Kejadian di Purwakarta itu pun kemudian sampai ke pemerintah pusat Hindia Belanda. Gubernur Jenderal De Jonge, kata Rotterdamsche Courant edisi 15 September 1832, memerintahkan untuk mengambil tindakan-tindakan terhadap para buruh-tani Tionghoa yang mereka anggap “para penjahat” itu. Diperkirakan, ada 300 orang yang dikategorikan “penjahat” itu.

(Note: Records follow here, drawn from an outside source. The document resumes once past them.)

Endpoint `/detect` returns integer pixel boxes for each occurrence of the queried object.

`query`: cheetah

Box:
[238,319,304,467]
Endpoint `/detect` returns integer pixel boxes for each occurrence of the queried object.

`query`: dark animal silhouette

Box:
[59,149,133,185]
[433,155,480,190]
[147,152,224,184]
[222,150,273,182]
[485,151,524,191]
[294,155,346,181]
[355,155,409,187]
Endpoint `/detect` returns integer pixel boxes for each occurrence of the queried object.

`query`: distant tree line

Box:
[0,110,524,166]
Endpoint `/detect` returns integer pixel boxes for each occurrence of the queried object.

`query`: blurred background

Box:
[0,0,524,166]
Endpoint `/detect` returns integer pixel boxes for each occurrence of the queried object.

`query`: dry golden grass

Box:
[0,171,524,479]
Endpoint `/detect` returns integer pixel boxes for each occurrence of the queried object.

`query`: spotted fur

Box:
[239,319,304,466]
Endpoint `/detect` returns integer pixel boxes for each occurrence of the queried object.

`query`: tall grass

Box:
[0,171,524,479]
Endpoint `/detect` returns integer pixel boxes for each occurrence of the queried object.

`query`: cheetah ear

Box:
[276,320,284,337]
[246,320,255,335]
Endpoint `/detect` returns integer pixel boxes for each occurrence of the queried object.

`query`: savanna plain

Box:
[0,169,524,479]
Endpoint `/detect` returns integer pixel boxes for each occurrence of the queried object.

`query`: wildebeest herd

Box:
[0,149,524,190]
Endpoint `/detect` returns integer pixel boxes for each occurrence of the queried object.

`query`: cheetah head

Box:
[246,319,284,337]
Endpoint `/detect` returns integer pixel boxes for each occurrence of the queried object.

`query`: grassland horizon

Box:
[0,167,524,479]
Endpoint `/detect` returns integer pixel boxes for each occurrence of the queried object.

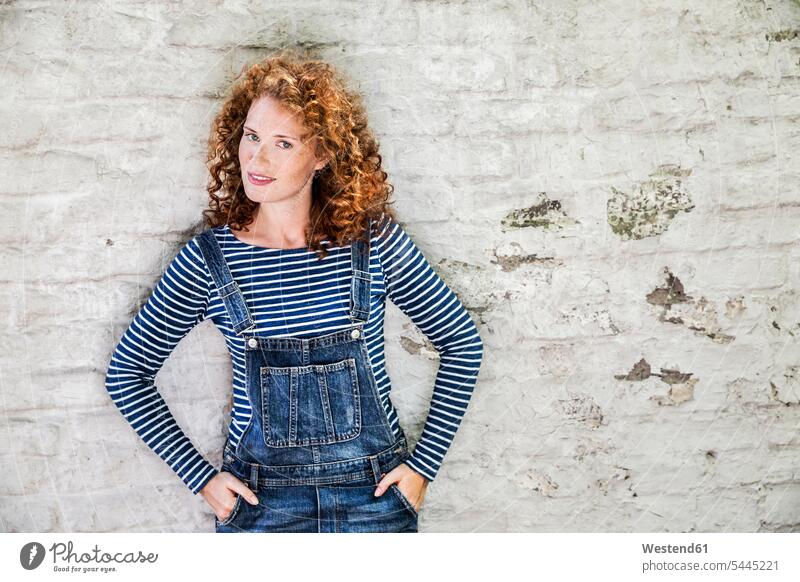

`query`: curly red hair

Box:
[203,51,395,258]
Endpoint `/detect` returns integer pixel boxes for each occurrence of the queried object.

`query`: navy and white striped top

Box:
[105,215,483,494]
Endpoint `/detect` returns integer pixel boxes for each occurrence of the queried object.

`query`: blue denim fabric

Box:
[198,228,419,533]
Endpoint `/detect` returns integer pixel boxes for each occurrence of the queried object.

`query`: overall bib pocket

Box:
[389,483,419,517]
[215,493,242,526]
[260,358,361,447]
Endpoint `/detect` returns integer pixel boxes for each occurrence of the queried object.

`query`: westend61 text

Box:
[50,541,158,564]
[642,544,708,554]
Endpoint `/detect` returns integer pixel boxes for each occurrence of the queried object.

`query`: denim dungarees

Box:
[198,222,418,532]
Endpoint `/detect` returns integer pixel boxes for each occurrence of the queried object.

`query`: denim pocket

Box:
[214,493,242,526]
[389,483,419,517]
[260,358,361,447]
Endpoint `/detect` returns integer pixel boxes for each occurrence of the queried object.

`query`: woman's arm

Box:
[105,239,218,494]
[378,215,483,481]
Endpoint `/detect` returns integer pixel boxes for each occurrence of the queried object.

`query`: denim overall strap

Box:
[197,229,255,334]
[350,220,372,322]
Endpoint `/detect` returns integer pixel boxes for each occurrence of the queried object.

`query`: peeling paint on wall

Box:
[606,165,694,240]
[500,192,577,230]
[646,267,736,344]
[559,394,603,428]
[491,242,562,273]
[614,358,698,406]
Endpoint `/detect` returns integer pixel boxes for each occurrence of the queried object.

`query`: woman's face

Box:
[239,97,325,202]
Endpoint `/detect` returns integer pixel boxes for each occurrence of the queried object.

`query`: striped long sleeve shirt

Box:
[105,215,483,494]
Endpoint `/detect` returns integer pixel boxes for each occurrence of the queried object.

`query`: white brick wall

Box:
[0,0,800,532]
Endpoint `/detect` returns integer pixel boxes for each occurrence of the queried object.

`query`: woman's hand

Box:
[375,463,429,513]
[200,471,258,521]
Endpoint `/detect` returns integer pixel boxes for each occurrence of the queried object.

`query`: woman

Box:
[106,55,483,532]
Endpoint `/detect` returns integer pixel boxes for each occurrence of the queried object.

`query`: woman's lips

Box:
[247,172,275,186]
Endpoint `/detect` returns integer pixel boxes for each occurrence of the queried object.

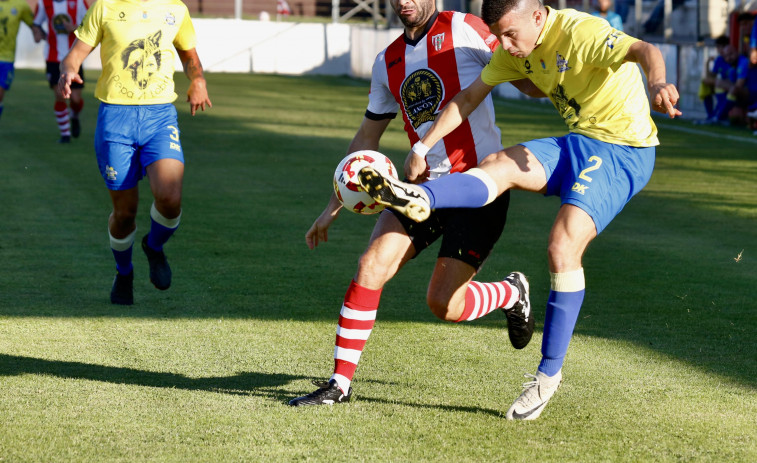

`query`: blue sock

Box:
[421,170,496,209]
[539,269,585,376]
[147,203,181,251]
[108,228,137,275]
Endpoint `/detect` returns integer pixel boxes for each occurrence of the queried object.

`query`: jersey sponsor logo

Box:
[121,31,163,90]
[400,69,444,129]
[556,51,570,72]
[552,84,581,128]
[523,60,543,74]
[605,31,623,50]
[431,32,444,51]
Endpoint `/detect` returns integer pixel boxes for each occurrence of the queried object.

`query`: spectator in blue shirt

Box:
[591,0,623,31]
[698,37,749,124]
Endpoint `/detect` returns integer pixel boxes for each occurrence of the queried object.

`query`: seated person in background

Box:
[695,37,749,125]
[591,0,623,31]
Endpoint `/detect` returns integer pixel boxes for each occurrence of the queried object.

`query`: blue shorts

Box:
[0,61,13,90]
[95,103,184,190]
[521,133,656,234]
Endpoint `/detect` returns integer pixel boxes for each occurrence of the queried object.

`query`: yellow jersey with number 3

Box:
[0,0,34,63]
[75,0,196,105]
[481,7,659,147]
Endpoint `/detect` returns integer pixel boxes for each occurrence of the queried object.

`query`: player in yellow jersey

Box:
[58,0,212,305]
[0,0,34,121]
[359,0,681,420]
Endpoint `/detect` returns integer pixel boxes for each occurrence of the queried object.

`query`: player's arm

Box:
[176,48,213,116]
[58,39,94,98]
[305,117,392,249]
[626,40,681,119]
[405,76,494,183]
[510,79,547,98]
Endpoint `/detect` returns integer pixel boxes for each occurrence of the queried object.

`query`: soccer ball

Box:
[334,150,397,214]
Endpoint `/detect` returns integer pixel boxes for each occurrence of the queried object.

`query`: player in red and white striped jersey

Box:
[289,0,543,406]
[33,0,89,143]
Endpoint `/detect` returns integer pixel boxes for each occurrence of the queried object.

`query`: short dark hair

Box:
[715,35,731,47]
[481,0,541,25]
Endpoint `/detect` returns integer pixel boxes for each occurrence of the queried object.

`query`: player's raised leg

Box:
[358,145,547,221]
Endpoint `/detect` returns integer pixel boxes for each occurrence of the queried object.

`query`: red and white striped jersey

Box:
[34,0,89,62]
[366,11,502,179]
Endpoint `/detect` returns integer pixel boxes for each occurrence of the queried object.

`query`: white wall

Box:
[16,19,352,75]
[11,19,705,117]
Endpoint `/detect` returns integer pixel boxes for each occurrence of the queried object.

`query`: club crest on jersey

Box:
[431,32,444,51]
[400,69,444,129]
[556,51,570,72]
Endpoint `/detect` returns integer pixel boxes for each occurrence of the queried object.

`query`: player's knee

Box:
[547,240,582,273]
[155,191,181,219]
[111,207,137,229]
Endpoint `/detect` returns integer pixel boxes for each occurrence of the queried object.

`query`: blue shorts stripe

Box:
[95,103,184,190]
[521,133,656,234]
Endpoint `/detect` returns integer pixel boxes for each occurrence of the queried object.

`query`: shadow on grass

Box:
[0,354,502,416]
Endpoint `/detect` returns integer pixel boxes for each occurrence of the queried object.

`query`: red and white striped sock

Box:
[53,101,71,137]
[457,281,520,322]
[331,280,381,394]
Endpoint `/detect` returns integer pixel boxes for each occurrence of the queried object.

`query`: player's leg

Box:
[95,103,142,305]
[46,61,71,143]
[427,191,534,349]
[68,88,84,138]
[140,104,184,290]
[289,211,416,406]
[507,134,655,420]
[358,145,547,221]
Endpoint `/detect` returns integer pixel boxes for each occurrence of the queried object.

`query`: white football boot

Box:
[506,370,562,420]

Untuk mengatasinya, pemerintah mengerahkan pasukan militer dari Buitenzorg (Bogor) dan Batavia (Jakarta) ke Karawang. Kala itu pemerintah Hindia Belanda sedang beruntung, sebab selain Perang Jawa (1825-1830) yang dikobarkan Pangeran Diponegoro sudah berakhir, salah satu panglima andalan Diponegoro –yakni Sentot Ali Basjah– sudah berada di pihak Belanda.

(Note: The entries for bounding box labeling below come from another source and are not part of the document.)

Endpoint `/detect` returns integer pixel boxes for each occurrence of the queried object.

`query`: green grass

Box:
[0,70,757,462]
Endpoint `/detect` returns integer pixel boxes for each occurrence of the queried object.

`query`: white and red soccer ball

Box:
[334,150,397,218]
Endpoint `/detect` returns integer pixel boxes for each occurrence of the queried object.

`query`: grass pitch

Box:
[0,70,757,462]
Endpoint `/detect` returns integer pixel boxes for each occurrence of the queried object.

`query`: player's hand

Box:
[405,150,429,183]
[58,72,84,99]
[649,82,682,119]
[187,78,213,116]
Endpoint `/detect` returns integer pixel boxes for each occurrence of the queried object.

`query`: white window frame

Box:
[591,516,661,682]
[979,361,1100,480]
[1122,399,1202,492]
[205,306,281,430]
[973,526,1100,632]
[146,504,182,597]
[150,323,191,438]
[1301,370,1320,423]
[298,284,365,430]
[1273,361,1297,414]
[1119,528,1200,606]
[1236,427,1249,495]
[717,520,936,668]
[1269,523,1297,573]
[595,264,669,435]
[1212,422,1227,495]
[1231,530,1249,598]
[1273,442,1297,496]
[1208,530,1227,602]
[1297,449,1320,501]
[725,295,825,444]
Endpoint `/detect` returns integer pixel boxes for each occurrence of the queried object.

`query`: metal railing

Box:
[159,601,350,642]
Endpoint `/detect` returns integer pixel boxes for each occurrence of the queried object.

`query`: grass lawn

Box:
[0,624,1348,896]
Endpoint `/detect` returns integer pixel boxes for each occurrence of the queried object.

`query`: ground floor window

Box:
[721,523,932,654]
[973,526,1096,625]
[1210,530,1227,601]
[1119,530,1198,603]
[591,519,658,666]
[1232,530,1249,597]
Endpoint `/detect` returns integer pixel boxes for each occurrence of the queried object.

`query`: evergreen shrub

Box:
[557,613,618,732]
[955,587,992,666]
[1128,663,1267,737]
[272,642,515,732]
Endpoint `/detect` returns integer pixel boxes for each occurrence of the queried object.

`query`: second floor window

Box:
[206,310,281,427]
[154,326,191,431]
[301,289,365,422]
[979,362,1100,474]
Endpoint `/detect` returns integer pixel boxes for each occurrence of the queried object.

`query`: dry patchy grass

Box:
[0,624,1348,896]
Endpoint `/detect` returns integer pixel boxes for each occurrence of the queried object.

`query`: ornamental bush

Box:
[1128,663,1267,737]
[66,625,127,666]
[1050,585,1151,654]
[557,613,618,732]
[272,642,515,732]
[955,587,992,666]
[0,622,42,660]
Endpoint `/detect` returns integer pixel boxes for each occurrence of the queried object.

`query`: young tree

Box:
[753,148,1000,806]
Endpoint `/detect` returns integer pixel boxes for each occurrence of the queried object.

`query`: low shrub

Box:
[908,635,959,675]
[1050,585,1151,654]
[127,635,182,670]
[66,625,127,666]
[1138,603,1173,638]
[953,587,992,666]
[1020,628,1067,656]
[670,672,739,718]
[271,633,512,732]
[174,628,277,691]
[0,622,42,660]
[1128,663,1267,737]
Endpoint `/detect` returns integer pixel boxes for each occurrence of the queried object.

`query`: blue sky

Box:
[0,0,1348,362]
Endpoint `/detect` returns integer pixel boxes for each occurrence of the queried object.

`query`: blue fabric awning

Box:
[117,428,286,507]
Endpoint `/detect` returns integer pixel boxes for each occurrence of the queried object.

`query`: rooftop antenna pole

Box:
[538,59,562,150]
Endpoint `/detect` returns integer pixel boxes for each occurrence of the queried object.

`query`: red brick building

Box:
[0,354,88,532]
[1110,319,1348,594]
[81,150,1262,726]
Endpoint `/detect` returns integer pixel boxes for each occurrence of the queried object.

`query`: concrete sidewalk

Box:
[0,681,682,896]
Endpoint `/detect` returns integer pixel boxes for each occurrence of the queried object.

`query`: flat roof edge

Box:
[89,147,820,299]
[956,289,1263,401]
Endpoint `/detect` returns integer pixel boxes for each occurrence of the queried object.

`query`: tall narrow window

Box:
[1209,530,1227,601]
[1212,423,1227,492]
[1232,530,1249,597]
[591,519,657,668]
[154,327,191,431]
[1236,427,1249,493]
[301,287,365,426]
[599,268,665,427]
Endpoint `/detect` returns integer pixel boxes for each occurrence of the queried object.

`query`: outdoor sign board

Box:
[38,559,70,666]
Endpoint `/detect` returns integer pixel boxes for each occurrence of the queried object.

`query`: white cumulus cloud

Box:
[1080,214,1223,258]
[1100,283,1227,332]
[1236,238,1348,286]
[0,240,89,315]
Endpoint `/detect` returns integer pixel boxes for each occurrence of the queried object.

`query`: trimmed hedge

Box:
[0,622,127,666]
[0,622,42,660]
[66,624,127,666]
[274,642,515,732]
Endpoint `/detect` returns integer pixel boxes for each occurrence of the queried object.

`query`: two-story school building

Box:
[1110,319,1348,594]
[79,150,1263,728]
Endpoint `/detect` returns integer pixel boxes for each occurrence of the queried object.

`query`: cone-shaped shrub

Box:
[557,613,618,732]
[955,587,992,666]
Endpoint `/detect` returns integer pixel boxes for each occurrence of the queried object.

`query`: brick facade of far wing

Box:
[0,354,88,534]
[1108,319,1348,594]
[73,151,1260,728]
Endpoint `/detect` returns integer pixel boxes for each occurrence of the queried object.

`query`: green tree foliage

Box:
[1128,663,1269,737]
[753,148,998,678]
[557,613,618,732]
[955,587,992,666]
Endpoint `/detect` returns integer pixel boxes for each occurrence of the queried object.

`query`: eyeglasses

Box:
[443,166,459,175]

Panglima itu beserta pasukannya yang berjumlah sekitar 450 orang dilibatkan bertempur bersama tentara Belanda di Karawang. Pasukan itu berangkat lewat jalur pinggir laut di utara Jawa Barat. Mereka melewati Cikarang lalu menuju Tanjungpura. Tentara Belanda mendapat kabar bahwa di Tanjungpura para pemberontak yang berjumlah 400 hingga 500 orang telah membangun pertahanan di Tanjungpura, sekitar rumah Fraser. Para pemberontak itu memiliki senjata api hasil rampasan.
Setelah dengan sabar menyeberangi Sungai Citarum, tentara Belanda mendekati lawannya dengan diam-diam. Begitu sudah dekat para perusuh, Asisten Residen Bik yang ikut serta bersama tentara itu menyerukan agar para perusuh menyerah. Alih-alih mendapati loyalitas mereka, Bik dan beberapa tentara Belanda lain justru ditembaki hingga dua prajurit Belanda terluka.
Sontak tentara Belanda pun membalasnya dan terus maju. Namun, mereka ternyata mendapat perlawanan. Para perusuh bergerak maju pula hingga pasukan terdepan Belanda terganggu.
Dalam kondisi itu, Mayor Andreas Victor Michiels (1797-1849) memerintahkan pasukan Belanda lain untuk bergerak maju. Mereka berhasil membuat 100 pemberontak tewas di tempat. Pasukan Michiels tak memberi waktu istirahat bagi para buruh-tani Tionghoa itu untuk istirahat ketika pasukan perusuh itu terdesak mundur.
Pimpinan perusuh sempat bersembunyi di sebuah rumah dekat pasar. Ketika itu pembakaran rumah terjadi. Dalam pengunduran diri itu, jumlah perusuh tewas bertambah hingga diperkirakan 200 orang. Para perusuh yang masih hidup akhirnya karena terdesak ada yang menyerahkan diri atau melarikan diri ke dalam hutan di sekitar Karawang dan Purwakarta.
Setelah pertempuran mereda, demikian diberitakan Rotterdamsche Courant tanggal 15 September 1832, laporan datang kepada para penguasa priyayi yang tunduk pada Belanda.
“Saya menghaturkan hormat dari Pangeran Alibasah dan empat orang Tumenggung (bahwa) Cina Perusuh sudah digempur, diserbu di Tanjungpura,” lapor seorang opas, seperti diceritakan Haji Muhamad Umar.
Pangeran Alibasah yang dimaksud, menurut Ekadjati, adalah Alibasah Sentot Prawirodirdjo. Rotterdamsche Courant tanggal 6 Oktober 1832 menyebut Mayor Michiels memuji bawahan-bawahannya, termasuk Pangeran Soemo Negoro, Raden Tumenggung Prawirodipuro dan Tumenggung Marto Poero. Ketiganya adalah perwira dalam Barisan Alie Bassa Prawiero Dirdjo yang dipimpin Alibasah Sentot Prawirodirdjo.
Akibat keberhasilan mereka para panglima lapangan mengalahkan pasukan perusuh, diperkirakan ada 600 orang Tionghoa yang ditangkapi setelah itu. Beberapa di antaranya ada yang dilepaskan juga.